The school district’s policy says books that are not “age-appropriate” and/ or contain “sexualized content” are among those that should not be permitted in school libraries.
The Bucks County Free Library is recognizing Banned Books Week with a selection of some its staff’s favorite targeted titles. Among them are All American Boys by Jason Reynolds and Brendan Kiely, The Glass Castle by Jeanette Walls, The Giver by Lois Lowry and The Kite Runner by Khaled Hosseini.
“We serve a diverse community,” said Charlie Lasorda, a manger-in-training at the Doylestown branch, “and we have several copies of all the contested books available.” The full list can be found at buckslib.org.
“Library professionals trust individuals to make their own decisions about what they read and believe,” the ALA said. The nationwide association is asking “readers everywhere” to join with the Unite Against Book Bans campaign and “fight against censorship.”
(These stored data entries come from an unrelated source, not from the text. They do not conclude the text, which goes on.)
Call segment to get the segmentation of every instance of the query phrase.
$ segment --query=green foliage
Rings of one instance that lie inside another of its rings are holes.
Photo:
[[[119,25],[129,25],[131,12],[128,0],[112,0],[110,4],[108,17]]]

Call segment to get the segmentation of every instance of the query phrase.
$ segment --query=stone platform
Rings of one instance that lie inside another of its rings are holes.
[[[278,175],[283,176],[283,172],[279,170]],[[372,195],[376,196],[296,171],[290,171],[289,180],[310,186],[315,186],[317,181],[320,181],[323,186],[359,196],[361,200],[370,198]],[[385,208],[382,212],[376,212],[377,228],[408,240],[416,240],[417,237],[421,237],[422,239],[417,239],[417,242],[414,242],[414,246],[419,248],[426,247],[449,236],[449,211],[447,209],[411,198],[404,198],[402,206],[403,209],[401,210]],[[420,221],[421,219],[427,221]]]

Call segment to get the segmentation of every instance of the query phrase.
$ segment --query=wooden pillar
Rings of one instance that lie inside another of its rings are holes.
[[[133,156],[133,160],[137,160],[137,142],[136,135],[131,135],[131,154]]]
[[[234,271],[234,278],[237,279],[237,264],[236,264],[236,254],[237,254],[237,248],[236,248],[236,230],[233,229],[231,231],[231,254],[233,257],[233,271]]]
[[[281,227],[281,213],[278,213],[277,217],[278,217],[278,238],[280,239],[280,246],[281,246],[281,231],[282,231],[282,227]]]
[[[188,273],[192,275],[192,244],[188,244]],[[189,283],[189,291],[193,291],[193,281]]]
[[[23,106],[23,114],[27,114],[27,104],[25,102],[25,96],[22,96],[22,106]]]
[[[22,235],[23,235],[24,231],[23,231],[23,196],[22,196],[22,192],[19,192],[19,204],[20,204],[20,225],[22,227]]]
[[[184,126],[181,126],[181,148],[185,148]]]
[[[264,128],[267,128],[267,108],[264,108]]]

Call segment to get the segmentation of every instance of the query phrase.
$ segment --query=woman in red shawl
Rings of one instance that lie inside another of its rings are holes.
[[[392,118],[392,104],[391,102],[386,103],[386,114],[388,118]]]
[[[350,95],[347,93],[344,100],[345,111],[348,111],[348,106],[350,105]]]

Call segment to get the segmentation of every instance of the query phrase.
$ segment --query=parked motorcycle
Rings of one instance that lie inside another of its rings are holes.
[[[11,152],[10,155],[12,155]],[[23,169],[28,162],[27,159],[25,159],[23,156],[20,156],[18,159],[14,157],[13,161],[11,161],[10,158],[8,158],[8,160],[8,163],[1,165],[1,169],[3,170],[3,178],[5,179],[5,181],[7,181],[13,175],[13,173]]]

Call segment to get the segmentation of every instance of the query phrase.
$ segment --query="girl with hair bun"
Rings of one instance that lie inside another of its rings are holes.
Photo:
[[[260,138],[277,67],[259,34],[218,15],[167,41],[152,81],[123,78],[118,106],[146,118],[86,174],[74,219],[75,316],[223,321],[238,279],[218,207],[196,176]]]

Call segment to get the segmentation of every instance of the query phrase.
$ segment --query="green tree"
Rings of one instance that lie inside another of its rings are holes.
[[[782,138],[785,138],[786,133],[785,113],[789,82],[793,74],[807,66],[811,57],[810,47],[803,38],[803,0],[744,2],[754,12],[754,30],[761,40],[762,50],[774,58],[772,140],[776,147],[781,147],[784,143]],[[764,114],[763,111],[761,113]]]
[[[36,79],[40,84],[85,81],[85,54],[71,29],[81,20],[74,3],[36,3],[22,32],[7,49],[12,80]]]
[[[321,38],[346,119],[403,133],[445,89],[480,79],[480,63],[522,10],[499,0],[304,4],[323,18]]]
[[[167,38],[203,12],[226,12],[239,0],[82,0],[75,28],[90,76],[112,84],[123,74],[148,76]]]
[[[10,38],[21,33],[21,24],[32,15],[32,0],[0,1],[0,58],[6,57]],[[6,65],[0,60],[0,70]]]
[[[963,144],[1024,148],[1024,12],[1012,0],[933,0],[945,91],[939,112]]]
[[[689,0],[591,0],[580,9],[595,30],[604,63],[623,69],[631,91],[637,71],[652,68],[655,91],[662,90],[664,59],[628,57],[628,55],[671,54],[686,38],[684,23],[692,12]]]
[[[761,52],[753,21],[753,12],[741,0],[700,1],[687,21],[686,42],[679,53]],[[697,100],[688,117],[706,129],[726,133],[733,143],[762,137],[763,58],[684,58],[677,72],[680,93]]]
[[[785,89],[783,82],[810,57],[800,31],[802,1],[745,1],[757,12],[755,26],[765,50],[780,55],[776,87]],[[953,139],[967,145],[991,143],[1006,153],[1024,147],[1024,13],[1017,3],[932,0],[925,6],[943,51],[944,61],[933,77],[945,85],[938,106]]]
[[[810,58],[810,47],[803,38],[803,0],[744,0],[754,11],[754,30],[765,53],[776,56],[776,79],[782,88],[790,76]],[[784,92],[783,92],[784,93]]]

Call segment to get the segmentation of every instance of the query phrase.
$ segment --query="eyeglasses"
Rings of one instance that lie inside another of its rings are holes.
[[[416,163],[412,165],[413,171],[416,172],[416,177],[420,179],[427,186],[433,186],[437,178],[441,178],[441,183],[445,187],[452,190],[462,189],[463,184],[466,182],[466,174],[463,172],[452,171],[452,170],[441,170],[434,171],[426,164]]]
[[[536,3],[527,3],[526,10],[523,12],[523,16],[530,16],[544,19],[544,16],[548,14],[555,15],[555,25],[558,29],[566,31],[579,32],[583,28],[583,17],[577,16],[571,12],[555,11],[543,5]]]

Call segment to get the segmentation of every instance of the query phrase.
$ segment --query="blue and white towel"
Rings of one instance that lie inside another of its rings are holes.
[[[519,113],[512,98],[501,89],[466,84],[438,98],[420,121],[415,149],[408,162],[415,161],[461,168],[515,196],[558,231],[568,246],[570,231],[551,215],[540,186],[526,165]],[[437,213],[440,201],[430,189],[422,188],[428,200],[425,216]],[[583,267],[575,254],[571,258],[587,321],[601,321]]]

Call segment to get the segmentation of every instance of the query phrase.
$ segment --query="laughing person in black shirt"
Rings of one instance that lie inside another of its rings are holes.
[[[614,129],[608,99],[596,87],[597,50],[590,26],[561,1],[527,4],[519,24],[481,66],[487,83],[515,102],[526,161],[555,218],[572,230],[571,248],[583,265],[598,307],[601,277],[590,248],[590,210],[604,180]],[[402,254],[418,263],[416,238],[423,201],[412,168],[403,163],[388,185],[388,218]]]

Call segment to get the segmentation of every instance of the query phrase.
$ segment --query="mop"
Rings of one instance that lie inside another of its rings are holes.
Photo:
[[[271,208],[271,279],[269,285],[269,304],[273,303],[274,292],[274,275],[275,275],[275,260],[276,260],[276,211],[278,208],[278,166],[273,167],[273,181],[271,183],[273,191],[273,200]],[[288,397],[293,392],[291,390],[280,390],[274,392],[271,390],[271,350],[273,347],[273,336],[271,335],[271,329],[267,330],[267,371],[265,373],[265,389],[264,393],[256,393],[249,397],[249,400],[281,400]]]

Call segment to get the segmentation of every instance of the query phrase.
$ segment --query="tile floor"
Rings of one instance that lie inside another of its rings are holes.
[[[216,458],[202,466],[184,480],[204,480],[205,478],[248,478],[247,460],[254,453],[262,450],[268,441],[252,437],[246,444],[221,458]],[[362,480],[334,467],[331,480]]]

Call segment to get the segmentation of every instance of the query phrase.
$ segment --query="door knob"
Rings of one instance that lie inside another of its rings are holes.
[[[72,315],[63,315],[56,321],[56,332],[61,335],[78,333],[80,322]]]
A wide variety of books targeted at adults, including Ernest Hemingway’s The Sun Also Rises, Harper Lee’s To Kill a Mockingbird, and F. Scott Fitzgerald’s The Great Gatsby are featured in a display at the Doylestown Bookshop.
A children’s display holds works by Judy Blume, Alex Gino’s Melissa, and Harry Potter and The Sorcerer’s Stone. “I Read Dangerously” says the sign above the books.
"As always, we are committed to providing books for our community, ensuring we are getting books into the hands of readers,” said bookstore owner, Glenda Childs, in an email.
Banned Books Week was created in 1982, prompted by surge in the number of challenges to books in schools, bookstores and libraries.
Besides the ALA, the week is co-sponsored by organizations directly associated with reading and learning, such as the American Booksellers for Free Expression, Amnesty International USA, American Society of Journalists and Authors, PEN America and the Comic Book Legal Defense Fund and many others.